PAR PITIE ne leur donnez pas vos restes de repas, notamment en sauce
! Je l’ai encore vu dernièrement chez des propriétaires qui proposaient à leur chaton le surplus de leurs assiettes !!!
Ne leur donnez jamais de féculents. Leur organisme n’est
pas équipé pour les digérer et les assimiler correctement. Cela peut entraîner des troubles gastriques importants.
Excluez aussi les « friandises » industrielles pour animaux. Pour vous en persuader, jetez un coup
d’œil sur leurs compositions et ingrédients.
Elles n’apportent rien de positif à votre chat mais l'empoisonne.
Par définition, on parle d’obésité quand le poids est de 15 à 20% supérieur au poids idéal calculé par le vétérinaire.
Ainsi un chat d’un poids standard de 4 kilos est enrobé à 4,5 kilos et... obèse à 4,8 kilos !
Par exemple, un épagneul, au poids standard de 12 kilos, est en surpoids à 13 kilos et obèse à 15
kilos.
Voici l'échelle de cotation de Scarlett qui vous permettra d'avoir un petit avis de la condition physique de votre compagnon :
Vous l’aurez compris, mieux vaut prévenir que guérir.
La cure d'amaigrissement, quand elle se révèle nécessaire, requiert impérativement l'assentiment et
la participation active de tous les membres de la famille. Il serait illusoire de mettre en place un régime sans obtenir la suppression des friandises et autres gâteries distribuées sans
discernement. Vouloir imposer un régime sans motivation suffisante, ne servirait à rien et serait voué à l'échec.
Aucun membre de la famille ne doit donner en cachette un complément qui mettrait en péril
l’éducation qui petit à petit s’est mise en place, au prix de gros efforts pour le maître et l’animal.
L'embonpoint et l'obésité ne sont pas une fatalité.
Votre compagnon vous sera reconnaissant de tout faire pour le maintenir en bonne santé.
Vous n'êtes pas obligé de lui révéler que sa nouvelle nourriture est allégée ! L'essentiel est que son estomac soit calé et son appétit satisfait.

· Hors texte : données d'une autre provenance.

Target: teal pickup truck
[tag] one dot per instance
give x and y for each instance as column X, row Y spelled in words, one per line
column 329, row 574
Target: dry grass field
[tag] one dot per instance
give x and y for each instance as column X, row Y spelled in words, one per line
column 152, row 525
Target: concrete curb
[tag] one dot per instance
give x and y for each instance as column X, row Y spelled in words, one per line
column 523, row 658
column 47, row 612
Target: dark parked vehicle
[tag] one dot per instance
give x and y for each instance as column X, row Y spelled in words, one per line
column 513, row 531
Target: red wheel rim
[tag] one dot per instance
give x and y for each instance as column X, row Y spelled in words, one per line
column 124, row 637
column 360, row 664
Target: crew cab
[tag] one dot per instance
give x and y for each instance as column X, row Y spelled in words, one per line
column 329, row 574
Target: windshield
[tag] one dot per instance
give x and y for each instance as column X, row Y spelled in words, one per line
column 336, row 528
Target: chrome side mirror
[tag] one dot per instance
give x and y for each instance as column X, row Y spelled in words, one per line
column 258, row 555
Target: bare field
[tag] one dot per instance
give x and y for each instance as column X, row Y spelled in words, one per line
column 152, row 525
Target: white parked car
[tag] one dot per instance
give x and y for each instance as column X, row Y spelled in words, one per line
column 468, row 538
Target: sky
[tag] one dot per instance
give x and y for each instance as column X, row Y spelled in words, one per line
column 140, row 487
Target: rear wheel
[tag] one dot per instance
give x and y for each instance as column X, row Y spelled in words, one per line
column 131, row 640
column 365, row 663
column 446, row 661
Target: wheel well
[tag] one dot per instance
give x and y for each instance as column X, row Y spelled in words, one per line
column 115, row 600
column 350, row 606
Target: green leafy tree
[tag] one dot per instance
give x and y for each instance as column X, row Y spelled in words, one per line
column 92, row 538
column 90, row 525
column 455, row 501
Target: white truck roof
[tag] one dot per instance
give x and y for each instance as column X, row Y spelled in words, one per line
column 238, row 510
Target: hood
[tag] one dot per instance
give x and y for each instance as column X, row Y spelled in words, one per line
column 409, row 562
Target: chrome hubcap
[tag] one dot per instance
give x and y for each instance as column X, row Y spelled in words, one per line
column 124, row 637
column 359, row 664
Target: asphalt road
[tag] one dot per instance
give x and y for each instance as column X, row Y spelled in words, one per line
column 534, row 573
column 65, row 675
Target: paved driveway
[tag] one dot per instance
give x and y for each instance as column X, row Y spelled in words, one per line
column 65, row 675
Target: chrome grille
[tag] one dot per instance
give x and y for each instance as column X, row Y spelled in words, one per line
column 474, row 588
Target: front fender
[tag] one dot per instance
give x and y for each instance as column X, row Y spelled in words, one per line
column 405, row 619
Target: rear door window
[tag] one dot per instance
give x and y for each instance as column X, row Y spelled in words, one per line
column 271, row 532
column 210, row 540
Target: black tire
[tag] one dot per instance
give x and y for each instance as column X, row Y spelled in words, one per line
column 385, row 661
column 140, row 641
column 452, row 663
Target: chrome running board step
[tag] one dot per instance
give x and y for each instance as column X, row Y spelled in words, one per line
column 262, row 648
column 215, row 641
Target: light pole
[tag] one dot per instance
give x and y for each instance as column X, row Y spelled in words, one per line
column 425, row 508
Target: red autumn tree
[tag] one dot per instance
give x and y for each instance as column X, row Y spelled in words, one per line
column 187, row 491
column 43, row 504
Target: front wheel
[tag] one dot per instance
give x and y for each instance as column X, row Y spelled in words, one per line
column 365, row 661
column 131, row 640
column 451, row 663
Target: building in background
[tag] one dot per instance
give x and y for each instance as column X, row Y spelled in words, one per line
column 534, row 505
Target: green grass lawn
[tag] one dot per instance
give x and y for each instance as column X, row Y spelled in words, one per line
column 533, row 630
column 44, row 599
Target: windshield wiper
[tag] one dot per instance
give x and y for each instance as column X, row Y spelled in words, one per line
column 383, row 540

Quand ces conditions sont réunies, l'animal et son maître ont toutes les raisons d'être heureux…
Rose
** nota bene : mon article est si lourd
que j'ai mis tout
l'après-midi pour insérer les photos et jongler avec la mise en page du texte
(qui n'a toujours pas ma convenance
d'ailleurs) .
C'est la même chose chez vous ? Over-blog semble à bout de souffle.
Je ferai la publication dans toutes les communautés plus tard
sinon je crains d'y laisser des pétales.